James Gleick'in Isaac Newton kitabını okurken bir süredir arama mesafe koyduğum klasik fiziğe tekrar merhaba demek istemiştim. Liseden beri aramda fırtınalı ve yenilgiler dolusu bir ilişki vardı, fizikle. Her zaman kendimi ona karşı bir ön yargıda buldum. Üniversitede ilk şiirimi, fiziğe yazdım. O benim için kutsanmış imkansız bir aşktı. Bu yüzdendir ki ilk şiirimi ona adadım. Şiirler, bir şeye meydan okumanın en somut ve büyülü yoludur. İmgelere meydan okuyan harflerin anlamlı bir bütünü oluşturup tinsel bir armoniye dönüşmesi zaman alır ve şiir yazmak da fiziği anlamak kadar zordur.

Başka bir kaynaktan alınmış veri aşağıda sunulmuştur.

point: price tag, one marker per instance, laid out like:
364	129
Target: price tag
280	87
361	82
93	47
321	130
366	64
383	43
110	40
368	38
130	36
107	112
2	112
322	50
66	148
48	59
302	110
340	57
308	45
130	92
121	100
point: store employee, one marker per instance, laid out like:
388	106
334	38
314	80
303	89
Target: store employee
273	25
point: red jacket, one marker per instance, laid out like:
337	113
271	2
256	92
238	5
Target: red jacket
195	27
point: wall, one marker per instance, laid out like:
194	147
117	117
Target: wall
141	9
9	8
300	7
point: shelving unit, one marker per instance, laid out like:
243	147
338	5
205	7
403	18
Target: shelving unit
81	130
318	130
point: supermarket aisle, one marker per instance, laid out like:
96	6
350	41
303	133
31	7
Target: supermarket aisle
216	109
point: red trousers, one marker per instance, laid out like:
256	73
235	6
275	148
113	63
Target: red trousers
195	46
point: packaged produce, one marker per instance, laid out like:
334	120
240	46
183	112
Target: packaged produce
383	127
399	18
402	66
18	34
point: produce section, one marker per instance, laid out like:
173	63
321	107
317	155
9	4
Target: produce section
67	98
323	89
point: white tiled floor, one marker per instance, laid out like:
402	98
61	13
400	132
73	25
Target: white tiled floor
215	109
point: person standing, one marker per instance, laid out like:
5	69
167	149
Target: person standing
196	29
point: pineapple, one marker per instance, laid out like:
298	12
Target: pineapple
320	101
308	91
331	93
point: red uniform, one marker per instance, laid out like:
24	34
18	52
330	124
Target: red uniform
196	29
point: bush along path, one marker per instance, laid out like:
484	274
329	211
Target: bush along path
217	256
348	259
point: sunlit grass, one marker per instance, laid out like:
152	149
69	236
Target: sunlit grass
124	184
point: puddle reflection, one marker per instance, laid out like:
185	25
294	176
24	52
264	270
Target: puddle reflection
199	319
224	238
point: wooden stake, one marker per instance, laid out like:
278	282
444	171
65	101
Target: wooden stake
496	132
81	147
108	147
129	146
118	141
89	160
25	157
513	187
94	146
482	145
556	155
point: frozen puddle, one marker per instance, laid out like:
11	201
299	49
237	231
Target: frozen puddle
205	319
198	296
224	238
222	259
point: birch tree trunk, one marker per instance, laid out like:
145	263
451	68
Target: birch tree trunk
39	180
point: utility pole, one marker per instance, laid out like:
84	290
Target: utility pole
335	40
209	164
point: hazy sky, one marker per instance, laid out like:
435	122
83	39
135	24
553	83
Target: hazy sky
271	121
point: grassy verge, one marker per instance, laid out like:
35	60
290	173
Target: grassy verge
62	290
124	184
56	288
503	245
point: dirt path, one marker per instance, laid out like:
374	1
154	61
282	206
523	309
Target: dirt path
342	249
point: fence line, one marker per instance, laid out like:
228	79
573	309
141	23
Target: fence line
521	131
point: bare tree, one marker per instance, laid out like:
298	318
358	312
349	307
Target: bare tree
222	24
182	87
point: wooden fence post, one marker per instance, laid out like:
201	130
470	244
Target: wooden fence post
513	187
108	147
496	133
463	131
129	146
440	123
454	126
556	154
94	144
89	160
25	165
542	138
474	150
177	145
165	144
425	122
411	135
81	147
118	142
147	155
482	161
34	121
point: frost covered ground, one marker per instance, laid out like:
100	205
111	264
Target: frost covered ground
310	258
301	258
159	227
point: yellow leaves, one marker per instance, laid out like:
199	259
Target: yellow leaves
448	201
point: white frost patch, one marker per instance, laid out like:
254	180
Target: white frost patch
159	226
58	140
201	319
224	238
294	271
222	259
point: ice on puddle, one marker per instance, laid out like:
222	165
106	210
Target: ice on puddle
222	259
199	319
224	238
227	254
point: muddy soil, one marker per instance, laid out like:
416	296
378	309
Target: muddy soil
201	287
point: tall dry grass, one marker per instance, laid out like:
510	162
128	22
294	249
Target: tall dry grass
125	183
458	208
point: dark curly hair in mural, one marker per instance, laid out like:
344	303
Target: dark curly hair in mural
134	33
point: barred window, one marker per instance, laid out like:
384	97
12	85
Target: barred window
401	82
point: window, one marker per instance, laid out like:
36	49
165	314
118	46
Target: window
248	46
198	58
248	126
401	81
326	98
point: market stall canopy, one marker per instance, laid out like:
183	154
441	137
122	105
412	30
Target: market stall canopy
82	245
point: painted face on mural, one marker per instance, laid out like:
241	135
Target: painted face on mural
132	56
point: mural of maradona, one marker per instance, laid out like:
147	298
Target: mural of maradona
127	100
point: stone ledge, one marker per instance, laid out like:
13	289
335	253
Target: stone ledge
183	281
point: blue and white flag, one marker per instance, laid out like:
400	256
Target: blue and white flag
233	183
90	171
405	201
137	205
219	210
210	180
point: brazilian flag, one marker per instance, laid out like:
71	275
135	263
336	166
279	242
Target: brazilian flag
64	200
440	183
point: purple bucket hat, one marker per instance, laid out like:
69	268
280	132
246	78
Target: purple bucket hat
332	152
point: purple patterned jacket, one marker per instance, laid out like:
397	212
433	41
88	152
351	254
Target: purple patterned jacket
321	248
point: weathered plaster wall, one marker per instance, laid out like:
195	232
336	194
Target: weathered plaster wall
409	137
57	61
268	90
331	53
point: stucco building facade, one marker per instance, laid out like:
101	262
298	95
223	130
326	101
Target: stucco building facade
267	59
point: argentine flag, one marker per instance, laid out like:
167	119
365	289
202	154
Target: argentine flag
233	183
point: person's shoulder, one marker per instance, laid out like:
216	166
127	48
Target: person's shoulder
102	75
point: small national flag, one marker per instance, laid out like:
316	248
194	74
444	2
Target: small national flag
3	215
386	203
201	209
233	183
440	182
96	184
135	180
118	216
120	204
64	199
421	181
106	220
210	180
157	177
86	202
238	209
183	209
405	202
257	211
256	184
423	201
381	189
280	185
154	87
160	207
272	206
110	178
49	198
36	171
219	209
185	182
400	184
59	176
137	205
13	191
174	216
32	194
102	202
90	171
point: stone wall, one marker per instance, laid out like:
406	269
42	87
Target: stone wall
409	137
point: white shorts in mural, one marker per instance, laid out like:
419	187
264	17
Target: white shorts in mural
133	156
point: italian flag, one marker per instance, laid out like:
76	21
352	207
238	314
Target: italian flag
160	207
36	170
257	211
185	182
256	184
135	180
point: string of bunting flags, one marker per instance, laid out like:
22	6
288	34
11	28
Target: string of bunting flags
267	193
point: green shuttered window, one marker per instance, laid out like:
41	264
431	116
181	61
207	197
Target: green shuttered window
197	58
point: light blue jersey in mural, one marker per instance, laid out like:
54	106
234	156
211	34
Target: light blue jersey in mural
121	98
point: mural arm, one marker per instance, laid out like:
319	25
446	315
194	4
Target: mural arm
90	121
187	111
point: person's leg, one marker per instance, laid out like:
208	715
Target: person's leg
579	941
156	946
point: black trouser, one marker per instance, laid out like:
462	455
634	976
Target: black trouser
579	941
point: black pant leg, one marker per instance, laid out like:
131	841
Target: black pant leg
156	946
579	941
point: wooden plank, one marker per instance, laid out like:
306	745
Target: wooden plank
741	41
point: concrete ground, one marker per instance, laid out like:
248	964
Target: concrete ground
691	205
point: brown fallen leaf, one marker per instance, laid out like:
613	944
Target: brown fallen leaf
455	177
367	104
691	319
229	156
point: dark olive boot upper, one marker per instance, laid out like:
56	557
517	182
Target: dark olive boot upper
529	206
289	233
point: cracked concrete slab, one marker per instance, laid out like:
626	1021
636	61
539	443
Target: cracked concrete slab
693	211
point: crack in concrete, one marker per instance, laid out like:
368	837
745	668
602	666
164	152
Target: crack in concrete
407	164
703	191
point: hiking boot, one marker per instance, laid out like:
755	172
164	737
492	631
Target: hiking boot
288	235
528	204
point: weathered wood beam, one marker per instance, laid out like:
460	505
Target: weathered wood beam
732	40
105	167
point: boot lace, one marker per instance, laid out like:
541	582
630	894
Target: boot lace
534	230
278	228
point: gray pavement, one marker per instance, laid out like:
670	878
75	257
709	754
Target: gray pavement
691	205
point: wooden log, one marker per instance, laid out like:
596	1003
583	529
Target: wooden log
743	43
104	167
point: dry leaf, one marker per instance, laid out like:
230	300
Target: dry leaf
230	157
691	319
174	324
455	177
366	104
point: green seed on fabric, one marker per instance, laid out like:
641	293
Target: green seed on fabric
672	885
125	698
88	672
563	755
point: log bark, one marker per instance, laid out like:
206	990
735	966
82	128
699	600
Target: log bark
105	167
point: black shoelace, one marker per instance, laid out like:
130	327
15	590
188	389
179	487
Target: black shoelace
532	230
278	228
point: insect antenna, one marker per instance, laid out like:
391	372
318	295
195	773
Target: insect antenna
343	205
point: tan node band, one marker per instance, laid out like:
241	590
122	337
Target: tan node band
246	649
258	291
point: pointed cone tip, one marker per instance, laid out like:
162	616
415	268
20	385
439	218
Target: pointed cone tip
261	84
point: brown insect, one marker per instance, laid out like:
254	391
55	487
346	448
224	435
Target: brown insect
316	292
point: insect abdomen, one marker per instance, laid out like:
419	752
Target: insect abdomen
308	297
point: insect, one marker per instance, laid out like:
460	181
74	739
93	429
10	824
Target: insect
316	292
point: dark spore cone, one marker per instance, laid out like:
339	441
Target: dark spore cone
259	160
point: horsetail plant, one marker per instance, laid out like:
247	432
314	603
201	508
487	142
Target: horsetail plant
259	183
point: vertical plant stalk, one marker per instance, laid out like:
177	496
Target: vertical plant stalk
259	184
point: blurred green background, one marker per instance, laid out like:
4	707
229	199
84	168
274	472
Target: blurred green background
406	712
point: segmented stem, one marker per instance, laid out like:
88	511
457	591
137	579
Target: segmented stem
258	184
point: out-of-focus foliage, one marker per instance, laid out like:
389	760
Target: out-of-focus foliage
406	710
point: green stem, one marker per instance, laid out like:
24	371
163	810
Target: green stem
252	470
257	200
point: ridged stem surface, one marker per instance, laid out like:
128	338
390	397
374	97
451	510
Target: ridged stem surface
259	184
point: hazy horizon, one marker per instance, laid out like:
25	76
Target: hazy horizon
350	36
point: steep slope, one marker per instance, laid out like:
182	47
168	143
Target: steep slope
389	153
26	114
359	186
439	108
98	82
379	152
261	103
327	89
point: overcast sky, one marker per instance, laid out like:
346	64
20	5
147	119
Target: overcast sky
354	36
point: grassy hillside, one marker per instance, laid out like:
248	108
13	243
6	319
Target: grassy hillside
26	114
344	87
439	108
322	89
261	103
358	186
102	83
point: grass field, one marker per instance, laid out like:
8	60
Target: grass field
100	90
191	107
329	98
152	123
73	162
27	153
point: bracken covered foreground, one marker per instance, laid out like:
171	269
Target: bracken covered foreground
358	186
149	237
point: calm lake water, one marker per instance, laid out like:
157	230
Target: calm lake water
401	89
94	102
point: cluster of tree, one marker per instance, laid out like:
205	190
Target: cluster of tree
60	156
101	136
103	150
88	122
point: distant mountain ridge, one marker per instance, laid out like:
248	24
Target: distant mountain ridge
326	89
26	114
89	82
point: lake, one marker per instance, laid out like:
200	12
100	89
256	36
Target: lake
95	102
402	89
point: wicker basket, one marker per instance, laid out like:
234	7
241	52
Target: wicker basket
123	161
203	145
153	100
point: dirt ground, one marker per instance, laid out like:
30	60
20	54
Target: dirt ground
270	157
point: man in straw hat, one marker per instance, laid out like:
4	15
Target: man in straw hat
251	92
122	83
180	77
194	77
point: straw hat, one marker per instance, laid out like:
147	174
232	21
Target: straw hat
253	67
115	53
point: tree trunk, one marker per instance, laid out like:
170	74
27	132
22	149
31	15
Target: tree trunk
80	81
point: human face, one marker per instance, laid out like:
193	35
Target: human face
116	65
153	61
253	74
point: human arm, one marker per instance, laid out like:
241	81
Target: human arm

Benim, Blake ile tanışmak için önce onu James Gleick'in Isaac Newton kitabında keşfetmem gerekiyordu. Hangi sayfada olduğunu anımsamamam ile birlikte karşıma, Blake ve onun meşhur "Newton" adlı çalışması çıktı. Öncesinde ufak bir açıklama olarak okuduğum bu isim, bende büyük bir merak uyandırdı. Sonra Blake'i araştırmaya başladım. Bu eşsiz ve meydan okuyucu olan dâhiyi hem bir şair olarak keşfetmek hem de bir ressam olarak analizlemek istedim. Benim gibi yeteneksizliğine rağmen resim yapan ve berbat şiirler yazan biri için "Cennet ile Cehennem'in Evliliği" harika bir kitaptı .
Yerçekimine ruhuyla meydan okuyanlardansan ve Newton-Blake tezatlığında yeni mısralar doğurmayı arzuluyorsan "Enerji ebedi hazdır." diyen Blake'e kulak vermelisin. Çünkü şiirler, hazların; enerji, doğanın simgesidir.